Please reach out to your individual counselor with any questions or concerns!

Counselors will be checking email periodically over break, but you should not assume they will be checking it every day or multiple times a day (as they would during a normal school week). Also, be mindful of timing – if you send your counselor an email at 10pm the day before an application is due, you should not expect to hear back from them – they may have already gone to bed!

Best of luck with finals. And enjoy a well-deserved break! We look forward to finishing up the process with you when you return in the New Year!

College Counseling Office

@Sarah38 Send in by the deadline the part of your application that you have control over. The recs can come late. Hopefully your counselor doesn’t mind that you waited until the last minute to ask them for a rec. MIT has a specific form they want filled out with specific questions, so your counselor can’t easily copy and paste a generic letter they may have sent to other schools on your behalf.

Thank you all for responding. I am the OP, not the student but posed as my son, the student, to simplify the question. Back in ‘16 I applied to several UCs and ultimately ended up attending Berkeley. My son is applying to MIT and Stanford. There is some interesting information here, but nothing correct. I have since found out everything I needed to know, gotten all the letters of recommendation we needed and my son has finished his app. Back a few years ago I asked a simple question about SIRing to 2 different UCs and was met with judgement and shaming. My questions weren’t answered by anyone who actually knew what they were talking about. I was just harassed by posters who didn’t have the correct information but had plenty of criticism. They called me “dishonest”. I was very upfront and honest with UCLA and Berkeley and they were fine with my actions. It was the internet that was judgmental. I say this because I came across some of this same thing again, here. People will be quick to say, “what were you thinking?!!” And shame you, even when they really don’t have the answers. I was still a little sore from my last experience on this site. Now, I’ve solved this problem without the help of this site and in spite of the criticism. I think we need to be kinder to one another. And stop trying to guess the answer to mysteries. Someone here made up a whole story about me in their head and it was completely wrong.

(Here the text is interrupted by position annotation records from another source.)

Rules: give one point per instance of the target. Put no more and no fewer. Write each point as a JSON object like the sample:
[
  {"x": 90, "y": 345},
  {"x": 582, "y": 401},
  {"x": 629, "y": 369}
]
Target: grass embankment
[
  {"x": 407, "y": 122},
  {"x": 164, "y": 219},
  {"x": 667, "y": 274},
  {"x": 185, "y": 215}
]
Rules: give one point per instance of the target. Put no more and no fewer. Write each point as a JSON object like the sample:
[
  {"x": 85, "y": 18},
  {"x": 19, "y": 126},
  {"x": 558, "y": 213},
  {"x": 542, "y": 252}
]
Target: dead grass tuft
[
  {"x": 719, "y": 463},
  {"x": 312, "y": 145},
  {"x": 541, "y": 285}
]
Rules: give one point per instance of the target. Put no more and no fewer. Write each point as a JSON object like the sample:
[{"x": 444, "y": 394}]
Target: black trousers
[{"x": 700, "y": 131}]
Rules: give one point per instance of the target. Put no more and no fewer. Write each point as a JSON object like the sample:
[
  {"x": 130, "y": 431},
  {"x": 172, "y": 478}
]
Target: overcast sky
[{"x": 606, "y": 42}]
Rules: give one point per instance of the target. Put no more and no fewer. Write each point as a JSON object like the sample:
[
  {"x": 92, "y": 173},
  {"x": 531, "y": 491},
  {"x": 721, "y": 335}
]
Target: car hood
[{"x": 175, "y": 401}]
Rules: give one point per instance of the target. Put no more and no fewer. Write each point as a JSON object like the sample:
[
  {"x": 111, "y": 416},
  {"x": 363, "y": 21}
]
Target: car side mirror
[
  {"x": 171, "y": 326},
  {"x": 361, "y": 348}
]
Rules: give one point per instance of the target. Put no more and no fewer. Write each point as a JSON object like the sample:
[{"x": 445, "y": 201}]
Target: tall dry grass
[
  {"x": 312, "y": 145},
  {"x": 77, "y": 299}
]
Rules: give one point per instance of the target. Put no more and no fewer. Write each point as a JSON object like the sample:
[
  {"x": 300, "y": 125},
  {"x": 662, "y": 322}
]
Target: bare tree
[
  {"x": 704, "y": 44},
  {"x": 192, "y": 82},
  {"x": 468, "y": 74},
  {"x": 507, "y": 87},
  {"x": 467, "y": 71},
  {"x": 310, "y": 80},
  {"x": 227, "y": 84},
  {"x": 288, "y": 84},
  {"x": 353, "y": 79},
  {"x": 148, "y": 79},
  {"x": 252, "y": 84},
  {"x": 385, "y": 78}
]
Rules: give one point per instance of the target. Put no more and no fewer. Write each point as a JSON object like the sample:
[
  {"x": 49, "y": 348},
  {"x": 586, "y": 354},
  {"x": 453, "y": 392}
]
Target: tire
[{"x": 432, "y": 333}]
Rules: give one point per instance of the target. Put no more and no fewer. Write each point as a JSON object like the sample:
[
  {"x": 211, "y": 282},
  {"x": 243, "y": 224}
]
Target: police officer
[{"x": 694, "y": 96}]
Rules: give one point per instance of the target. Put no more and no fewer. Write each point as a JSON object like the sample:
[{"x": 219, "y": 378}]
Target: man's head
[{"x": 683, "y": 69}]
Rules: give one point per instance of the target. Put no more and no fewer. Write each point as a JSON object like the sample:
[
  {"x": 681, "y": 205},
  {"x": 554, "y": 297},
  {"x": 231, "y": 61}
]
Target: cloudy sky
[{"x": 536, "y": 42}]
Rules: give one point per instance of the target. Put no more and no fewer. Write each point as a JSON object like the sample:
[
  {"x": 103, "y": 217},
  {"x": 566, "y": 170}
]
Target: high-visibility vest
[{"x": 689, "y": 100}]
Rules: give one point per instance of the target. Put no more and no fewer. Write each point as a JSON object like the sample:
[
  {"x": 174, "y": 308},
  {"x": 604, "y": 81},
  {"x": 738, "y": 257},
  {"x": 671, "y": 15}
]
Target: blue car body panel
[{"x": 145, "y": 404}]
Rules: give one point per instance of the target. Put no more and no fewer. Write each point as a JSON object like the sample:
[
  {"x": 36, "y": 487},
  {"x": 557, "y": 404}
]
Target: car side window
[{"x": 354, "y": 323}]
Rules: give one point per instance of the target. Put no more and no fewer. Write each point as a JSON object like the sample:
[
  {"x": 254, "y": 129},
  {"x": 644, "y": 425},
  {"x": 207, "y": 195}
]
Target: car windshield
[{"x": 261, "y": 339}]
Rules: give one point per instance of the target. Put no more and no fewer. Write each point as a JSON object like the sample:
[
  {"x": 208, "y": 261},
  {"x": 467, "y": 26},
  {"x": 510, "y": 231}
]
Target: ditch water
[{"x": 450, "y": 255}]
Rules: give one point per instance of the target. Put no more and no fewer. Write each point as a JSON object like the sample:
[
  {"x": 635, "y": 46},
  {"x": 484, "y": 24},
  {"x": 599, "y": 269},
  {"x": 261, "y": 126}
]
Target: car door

Anyway, problem solved, application complete, sometimes things happen out of our control and our applications are late. If you knew our story you would keep your criticism to yourselves. My son is an amazing person. He has a heart of gold and an incredible brain. He simply was not able to get his app in early, and that’s ok. There’s not much you can’t fix without serious determination. I think that’s the biggest lesson here, aside from be kind, don’t assume you know what’s going on in someone’s life, and don’t answer a question on the MIT site unless you know the answer.